Somber, planning a funeral, pondering dust to dust, but the earth is not our final resting place.
Thanks, BL. No atheists in foxholes, I guess. To sleep now, perchance to dream...
i wuz dun tawt dat a gud caning solve a bad attitude. iff'n that don't git it then a good chicken coop clean out with about five yurs worth a buildup wud bring a fella around to be'n more agreeable.
Now my uncle, well he dun worked at the post office and owed a farm and he taught them things. says he conjured from experience and be'n thoughty about behav'nor. h'ed git it on big time after sum corn liqour and wildwood weed.
died young thou when he slud off da barn roof.
Then again, a former supervisor tells the tale of how when he was 12 his dad said "Now you are a man" and gave him a hatchet and told him to kill 200 of the family chickens on a stump out back for market. My supervisor obediently did as he was told, and vowed silently never to become a farmer, and went on to seminary and to become a wise, gentle and compassionate chaplain...No problems with his attitude...
Shoot, I knowed he uz agonna slud ofen at roof. Hit twar pitched up too steep un angle, i tole him at when he wuz abuildin it. but wood he lissen? nawwww.

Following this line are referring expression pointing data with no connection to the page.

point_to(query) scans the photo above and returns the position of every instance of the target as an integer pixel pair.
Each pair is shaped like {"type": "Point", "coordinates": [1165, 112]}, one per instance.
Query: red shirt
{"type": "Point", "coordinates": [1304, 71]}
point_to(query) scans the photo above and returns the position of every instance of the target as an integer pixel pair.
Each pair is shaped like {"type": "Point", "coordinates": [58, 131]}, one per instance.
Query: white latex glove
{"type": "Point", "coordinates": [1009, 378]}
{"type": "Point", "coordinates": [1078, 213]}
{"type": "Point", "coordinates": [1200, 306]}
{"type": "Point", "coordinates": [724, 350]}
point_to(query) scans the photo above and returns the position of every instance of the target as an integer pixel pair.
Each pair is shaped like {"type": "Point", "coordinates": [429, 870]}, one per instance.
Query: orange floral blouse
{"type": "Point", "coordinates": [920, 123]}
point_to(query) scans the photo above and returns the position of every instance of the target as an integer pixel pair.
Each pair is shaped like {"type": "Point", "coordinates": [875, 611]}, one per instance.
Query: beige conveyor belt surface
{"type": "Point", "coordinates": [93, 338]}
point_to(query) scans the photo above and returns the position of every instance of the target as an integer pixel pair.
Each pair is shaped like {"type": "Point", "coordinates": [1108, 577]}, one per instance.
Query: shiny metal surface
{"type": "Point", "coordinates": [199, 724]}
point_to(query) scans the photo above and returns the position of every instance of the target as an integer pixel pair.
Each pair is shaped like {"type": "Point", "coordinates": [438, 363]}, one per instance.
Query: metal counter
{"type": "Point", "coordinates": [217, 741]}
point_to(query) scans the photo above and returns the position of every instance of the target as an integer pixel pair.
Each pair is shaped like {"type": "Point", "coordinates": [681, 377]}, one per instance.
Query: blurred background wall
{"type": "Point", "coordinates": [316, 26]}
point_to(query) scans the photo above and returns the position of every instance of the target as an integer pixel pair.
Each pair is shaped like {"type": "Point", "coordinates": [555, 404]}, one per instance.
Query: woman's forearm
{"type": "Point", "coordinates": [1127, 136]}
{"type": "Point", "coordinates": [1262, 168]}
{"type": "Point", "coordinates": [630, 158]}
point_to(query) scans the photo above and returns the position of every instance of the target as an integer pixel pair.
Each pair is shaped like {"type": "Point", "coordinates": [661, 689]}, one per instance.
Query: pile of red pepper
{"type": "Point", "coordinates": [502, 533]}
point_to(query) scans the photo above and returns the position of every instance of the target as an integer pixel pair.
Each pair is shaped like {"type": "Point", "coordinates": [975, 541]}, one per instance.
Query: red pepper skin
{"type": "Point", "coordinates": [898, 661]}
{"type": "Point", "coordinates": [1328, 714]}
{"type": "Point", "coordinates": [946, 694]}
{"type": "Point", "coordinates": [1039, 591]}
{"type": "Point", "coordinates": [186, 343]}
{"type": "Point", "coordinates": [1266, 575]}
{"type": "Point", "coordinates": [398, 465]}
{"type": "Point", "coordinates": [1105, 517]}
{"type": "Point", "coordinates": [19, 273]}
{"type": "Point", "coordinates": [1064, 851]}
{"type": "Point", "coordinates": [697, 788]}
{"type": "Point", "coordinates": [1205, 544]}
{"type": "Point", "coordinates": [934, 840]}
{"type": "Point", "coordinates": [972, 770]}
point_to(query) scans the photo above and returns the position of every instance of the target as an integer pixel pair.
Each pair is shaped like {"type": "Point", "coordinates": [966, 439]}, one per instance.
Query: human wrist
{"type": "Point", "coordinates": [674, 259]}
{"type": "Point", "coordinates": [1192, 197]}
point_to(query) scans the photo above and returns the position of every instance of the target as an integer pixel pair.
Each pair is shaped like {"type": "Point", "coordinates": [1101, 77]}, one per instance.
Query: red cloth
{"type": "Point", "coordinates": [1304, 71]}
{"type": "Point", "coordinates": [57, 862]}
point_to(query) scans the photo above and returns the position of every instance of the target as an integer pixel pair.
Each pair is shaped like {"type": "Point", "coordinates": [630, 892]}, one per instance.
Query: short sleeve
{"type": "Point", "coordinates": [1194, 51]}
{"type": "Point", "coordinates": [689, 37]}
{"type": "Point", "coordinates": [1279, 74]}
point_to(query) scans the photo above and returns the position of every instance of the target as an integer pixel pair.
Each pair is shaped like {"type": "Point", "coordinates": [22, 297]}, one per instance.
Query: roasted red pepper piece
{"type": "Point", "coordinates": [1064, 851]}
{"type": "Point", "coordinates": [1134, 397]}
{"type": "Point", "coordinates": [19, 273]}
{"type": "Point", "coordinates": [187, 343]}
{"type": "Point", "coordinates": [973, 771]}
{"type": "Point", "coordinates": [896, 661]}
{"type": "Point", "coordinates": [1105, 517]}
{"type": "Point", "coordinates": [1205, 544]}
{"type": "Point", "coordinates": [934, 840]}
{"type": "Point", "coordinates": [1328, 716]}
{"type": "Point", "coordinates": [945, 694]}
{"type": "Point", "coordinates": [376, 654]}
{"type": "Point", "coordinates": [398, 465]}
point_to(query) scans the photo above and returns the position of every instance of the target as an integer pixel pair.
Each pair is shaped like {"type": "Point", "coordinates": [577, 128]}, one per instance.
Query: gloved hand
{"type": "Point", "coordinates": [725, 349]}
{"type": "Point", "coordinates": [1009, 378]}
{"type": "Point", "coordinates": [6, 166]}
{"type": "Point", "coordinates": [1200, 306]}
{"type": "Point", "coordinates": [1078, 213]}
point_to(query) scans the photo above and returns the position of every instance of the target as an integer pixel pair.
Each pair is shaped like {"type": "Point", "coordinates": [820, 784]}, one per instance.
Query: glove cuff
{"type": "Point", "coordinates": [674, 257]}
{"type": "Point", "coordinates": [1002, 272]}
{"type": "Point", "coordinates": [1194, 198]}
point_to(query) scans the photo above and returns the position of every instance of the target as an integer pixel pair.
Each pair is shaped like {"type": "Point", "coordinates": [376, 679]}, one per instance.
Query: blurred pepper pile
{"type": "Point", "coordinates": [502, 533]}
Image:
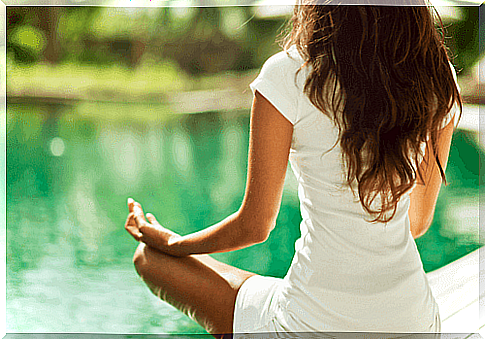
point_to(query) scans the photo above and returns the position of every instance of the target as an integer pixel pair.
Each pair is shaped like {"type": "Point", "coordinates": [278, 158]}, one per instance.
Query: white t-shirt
{"type": "Point", "coordinates": [347, 273]}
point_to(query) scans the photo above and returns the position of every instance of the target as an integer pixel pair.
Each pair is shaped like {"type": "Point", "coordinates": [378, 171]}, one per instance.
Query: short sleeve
{"type": "Point", "coordinates": [277, 83]}
{"type": "Point", "coordinates": [452, 113]}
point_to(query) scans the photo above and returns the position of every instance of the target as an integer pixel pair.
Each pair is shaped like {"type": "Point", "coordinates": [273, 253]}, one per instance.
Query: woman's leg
{"type": "Point", "coordinates": [200, 286]}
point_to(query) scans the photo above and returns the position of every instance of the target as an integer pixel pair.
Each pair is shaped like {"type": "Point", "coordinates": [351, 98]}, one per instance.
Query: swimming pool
{"type": "Point", "coordinates": [71, 169]}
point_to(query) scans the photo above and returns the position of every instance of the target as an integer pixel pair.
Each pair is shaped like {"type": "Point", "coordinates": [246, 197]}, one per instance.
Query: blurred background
{"type": "Point", "coordinates": [106, 103]}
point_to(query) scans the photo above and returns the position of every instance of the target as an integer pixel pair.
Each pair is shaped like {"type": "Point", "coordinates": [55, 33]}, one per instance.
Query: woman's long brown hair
{"type": "Point", "coordinates": [383, 74]}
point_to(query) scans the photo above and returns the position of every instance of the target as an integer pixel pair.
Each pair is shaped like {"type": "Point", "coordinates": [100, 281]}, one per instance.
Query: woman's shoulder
{"type": "Point", "coordinates": [289, 59]}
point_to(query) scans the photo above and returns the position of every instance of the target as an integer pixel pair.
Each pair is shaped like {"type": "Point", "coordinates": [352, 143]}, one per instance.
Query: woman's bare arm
{"type": "Point", "coordinates": [424, 195]}
{"type": "Point", "coordinates": [269, 146]}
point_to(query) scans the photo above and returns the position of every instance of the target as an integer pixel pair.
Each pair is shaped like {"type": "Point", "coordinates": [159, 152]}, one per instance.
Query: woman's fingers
{"type": "Point", "coordinates": [132, 227]}
{"type": "Point", "coordinates": [131, 203]}
{"type": "Point", "coordinates": [151, 219]}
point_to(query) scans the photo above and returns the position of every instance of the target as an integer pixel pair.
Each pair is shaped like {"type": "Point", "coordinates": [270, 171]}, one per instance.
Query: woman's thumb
{"type": "Point", "coordinates": [151, 218]}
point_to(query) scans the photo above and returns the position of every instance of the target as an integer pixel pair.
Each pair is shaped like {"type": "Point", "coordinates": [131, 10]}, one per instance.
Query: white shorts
{"type": "Point", "coordinates": [259, 309]}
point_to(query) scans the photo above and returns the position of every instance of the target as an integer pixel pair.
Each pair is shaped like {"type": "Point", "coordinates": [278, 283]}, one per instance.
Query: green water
{"type": "Point", "coordinates": [70, 169]}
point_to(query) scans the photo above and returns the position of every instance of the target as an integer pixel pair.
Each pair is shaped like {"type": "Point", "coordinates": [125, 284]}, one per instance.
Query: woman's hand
{"type": "Point", "coordinates": [150, 232]}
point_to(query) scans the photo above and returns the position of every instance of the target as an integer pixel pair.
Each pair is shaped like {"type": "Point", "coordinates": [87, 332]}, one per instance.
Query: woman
{"type": "Point", "coordinates": [363, 103]}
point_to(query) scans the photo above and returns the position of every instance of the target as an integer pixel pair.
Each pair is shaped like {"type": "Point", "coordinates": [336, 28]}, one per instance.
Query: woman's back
{"type": "Point", "coordinates": [346, 272]}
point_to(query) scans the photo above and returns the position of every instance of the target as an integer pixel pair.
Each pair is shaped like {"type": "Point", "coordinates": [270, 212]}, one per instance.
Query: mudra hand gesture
{"type": "Point", "coordinates": [150, 232]}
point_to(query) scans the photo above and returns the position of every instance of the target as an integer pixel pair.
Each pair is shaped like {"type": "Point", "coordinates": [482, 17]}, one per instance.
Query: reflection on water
{"type": "Point", "coordinates": [70, 173]}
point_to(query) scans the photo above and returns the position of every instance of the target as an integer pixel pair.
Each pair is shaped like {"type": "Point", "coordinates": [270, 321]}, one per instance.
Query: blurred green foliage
{"type": "Point", "coordinates": [201, 40]}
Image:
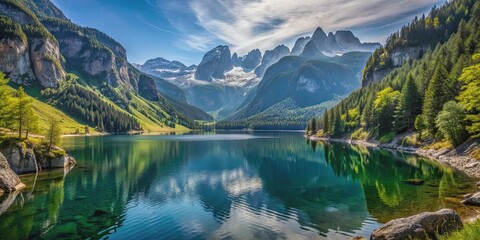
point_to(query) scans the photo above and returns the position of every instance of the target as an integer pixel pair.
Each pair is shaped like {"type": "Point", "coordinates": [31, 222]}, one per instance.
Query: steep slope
{"type": "Point", "coordinates": [214, 64]}
{"type": "Point", "coordinates": [305, 82]}
{"type": "Point", "coordinates": [248, 62]}
{"type": "Point", "coordinates": [423, 34]}
{"type": "Point", "coordinates": [270, 57]}
{"type": "Point", "coordinates": [164, 68]}
{"type": "Point", "coordinates": [218, 96]}
{"type": "Point", "coordinates": [410, 93]}
{"type": "Point", "coordinates": [41, 45]}
{"type": "Point", "coordinates": [300, 45]}
{"type": "Point", "coordinates": [335, 44]}
{"type": "Point", "coordinates": [28, 50]}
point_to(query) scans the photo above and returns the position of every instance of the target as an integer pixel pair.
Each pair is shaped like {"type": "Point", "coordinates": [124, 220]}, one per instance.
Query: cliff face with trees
{"type": "Point", "coordinates": [434, 93]}
{"type": "Point", "coordinates": [82, 72]}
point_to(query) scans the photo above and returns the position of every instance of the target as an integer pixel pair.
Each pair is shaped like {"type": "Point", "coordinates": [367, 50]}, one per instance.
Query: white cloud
{"type": "Point", "coordinates": [249, 24]}
{"type": "Point", "coordinates": [196, 42]}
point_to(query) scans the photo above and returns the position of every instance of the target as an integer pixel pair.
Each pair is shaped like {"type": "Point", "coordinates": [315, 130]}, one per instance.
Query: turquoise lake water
{"type": "Point", "coordinates": [264, 185]}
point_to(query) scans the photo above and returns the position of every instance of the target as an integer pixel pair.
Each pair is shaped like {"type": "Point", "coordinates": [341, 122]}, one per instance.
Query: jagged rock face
{"type": "Point", "coordinates": [300, 45]}
{"type": "Point", "coordinates": [164, 68]}
{"type": "Point", "coordinates": [248, 62]}
{"type": "Point", "coordinates": [8, 179]}
{"type": "Point", "coordinates": [17, 16]}
{"type": "Point", "coordinates": [15, 60]}
{"type": "Point", "coordinates": [397, 58]}
{"type": "Point", "coordinates": [32, 58]}
{"type": "Point", "coordinates": [45, 57]}
{"type": "Point", "coordinates": [427, 225]}
{"type": "Point", "coordinates": [45, 7]}
{"type": "Point", "coordinates": [335, 44]}
{"type": "Point", "coordinates": [21, 159]}
{"type": "Point", "coordinates": [96, 62]}
{"type": "Point", "coordinates": [147, 88]}
{"type": "Point", "coordinates": [235, 60]}
{"type": "Point", "coordinates": [214, 64]}
{"type": "Point", "coordinates": [271, 57]}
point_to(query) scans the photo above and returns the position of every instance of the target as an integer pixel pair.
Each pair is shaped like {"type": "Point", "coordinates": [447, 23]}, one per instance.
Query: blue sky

I know a man whose brother is in jail for murdering his sister. This man then chose a "unique","liberal arts", "distance education" program at a private school right in the center of town. He taught himself psychology. His only child--a son acts,speaks, and thinks so robotic it is terrifying. The faculty have lied about his "academic" qualifications--poor guy such a troubled family. He is now practicing family therapy, for which his credentials are fraudulent. He went on to become a part time lecturer at the same "university". One day he was part time lecturer--next day he was academic dean (tribal connections). From simple, mild victim one day--to brutal barbarian the next. His "real" accomplishment in the world of Psychology is that he once wrote a paper for a conference such as yours. His paper was recognized as the most perfectly organized in terms of the criteria for APA. In the state where this guy practices, there are no "really enforced" rules about certification. Everyone who thinks they are one--gets to practice!